Vladimir Guerrero Jr. faces his first World Series with his father between his eyebrows

LOS ANGELES.- When he takes the field on Friday against the Dodgers of Shohei Ohtani, Vladimir Guerrero Jr. will not only lead Toronto in its first World Series in three decades, but will enhance one of the most notable family legacies in baseball.

The star of the Tiles He keeps alive in his memory how he saw his father, the Dominican, when he was 11 years old. Vladimir Guerrerolive your only chance in the final of the Major Leagues of 2010.

Their Texas Rangers They then fell before the Saint Giants Francisbut the lack of a title did not tarnish Guerrero’s path to the Hall of Fame.

Now it is his son “Vladdy” who pursues a feat that puts him on the route to Cooperstown, where no father-son pair has yet been immortalized.

With a dream playoffs, Guerrero Jr. is largely responsible for the World Series being back in Canada, the country where he was born in 1999 when his father was a figure in the Montreal Expos.

With six home runs in a single postseason, the Dominican-Canadian slugger has equaled the record for total home runs in the playoffs for a Toronto player, which they shared Joseph Bautista and Joe Carter.

Guerrero Jr. bombed the first New York Yankees with three home runs in four games, erasing the historic dominance of the “Bronx Bombers” over Toronto.

Then he punished the Seattle Mariners with another triple of home runs in a Championship Series resolved on Monday in a dramatic seventh game, in which Guerrero Jr. was elected Most Valuable Player (MVP).

“I have seen every sacrifice, every training, every tear.
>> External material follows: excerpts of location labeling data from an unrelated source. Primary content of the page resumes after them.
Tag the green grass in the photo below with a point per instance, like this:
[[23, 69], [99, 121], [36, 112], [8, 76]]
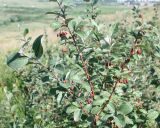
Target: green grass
[[30, 14]]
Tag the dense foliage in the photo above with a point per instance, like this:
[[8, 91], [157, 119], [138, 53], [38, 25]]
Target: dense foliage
[[99, 75]]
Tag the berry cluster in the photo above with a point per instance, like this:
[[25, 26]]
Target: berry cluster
[[62, 34], [123, 81], [138, 51]]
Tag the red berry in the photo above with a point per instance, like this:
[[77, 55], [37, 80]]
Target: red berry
[[65, 81], [125, 81], [132, 51], [72, 88], [139, 51], [92, 94], [89, 101]]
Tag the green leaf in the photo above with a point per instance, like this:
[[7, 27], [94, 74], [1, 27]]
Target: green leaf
[[16, 61], [26, 31], [55, 25], [95, 110], [111, 107], [125, 108], [37, 47], [59, 98], [77, 115], [128, 120], [152, 114], [99, 101], [71, 109], [120, 121], [72, 25], [95, 2]]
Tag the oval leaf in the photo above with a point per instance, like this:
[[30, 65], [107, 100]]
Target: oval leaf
[[37, 47], [125, 108], [77, 115]]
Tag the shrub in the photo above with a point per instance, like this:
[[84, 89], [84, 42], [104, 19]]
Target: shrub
[[99, 77]]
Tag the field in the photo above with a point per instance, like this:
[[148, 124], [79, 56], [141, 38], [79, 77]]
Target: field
[[17, 15]]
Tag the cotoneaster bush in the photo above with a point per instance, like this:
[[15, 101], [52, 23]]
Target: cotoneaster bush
[[99, 76]]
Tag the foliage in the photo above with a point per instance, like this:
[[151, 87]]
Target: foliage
[[98, 77]]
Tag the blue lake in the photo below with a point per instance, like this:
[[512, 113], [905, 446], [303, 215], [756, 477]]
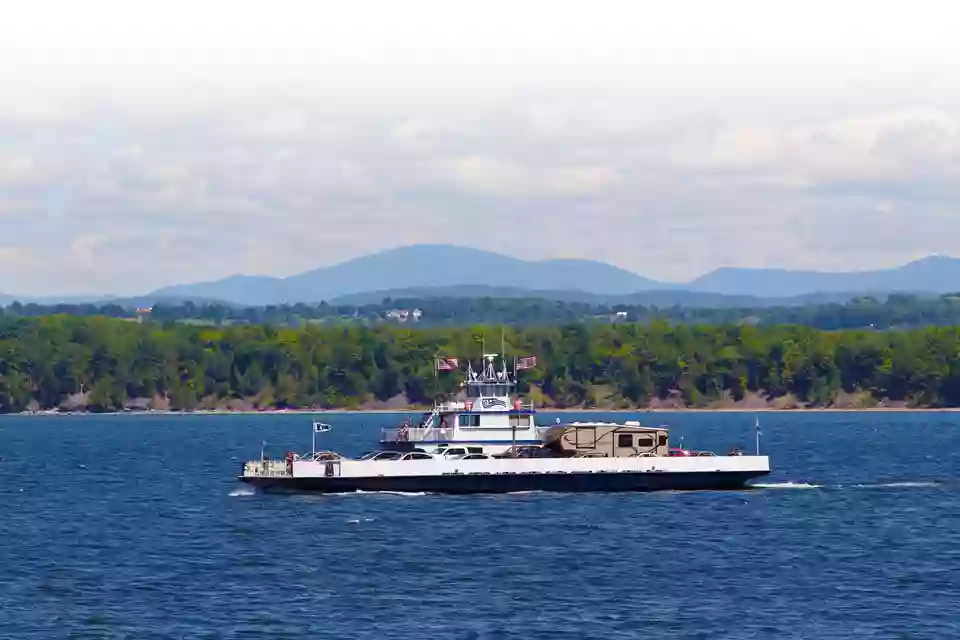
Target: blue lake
[[135, 527]]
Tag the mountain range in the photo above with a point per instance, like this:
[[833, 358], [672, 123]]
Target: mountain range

Today seeing him be MVP is the reward for all that. You are great, son!” his father enthusiastically congratulated him on Instagram.

“I don’t want to be better than him”

For Guerrero Jr., his entire career was based on the example of greatness he had at home.

“I don’t want to be better than my dad, I want to be just like him,” the player clarified a year ago in an interview with Abriendo el Podcast.

“If I put up the same numbers I’m going to be in the Hall of Fame, why else?” he said.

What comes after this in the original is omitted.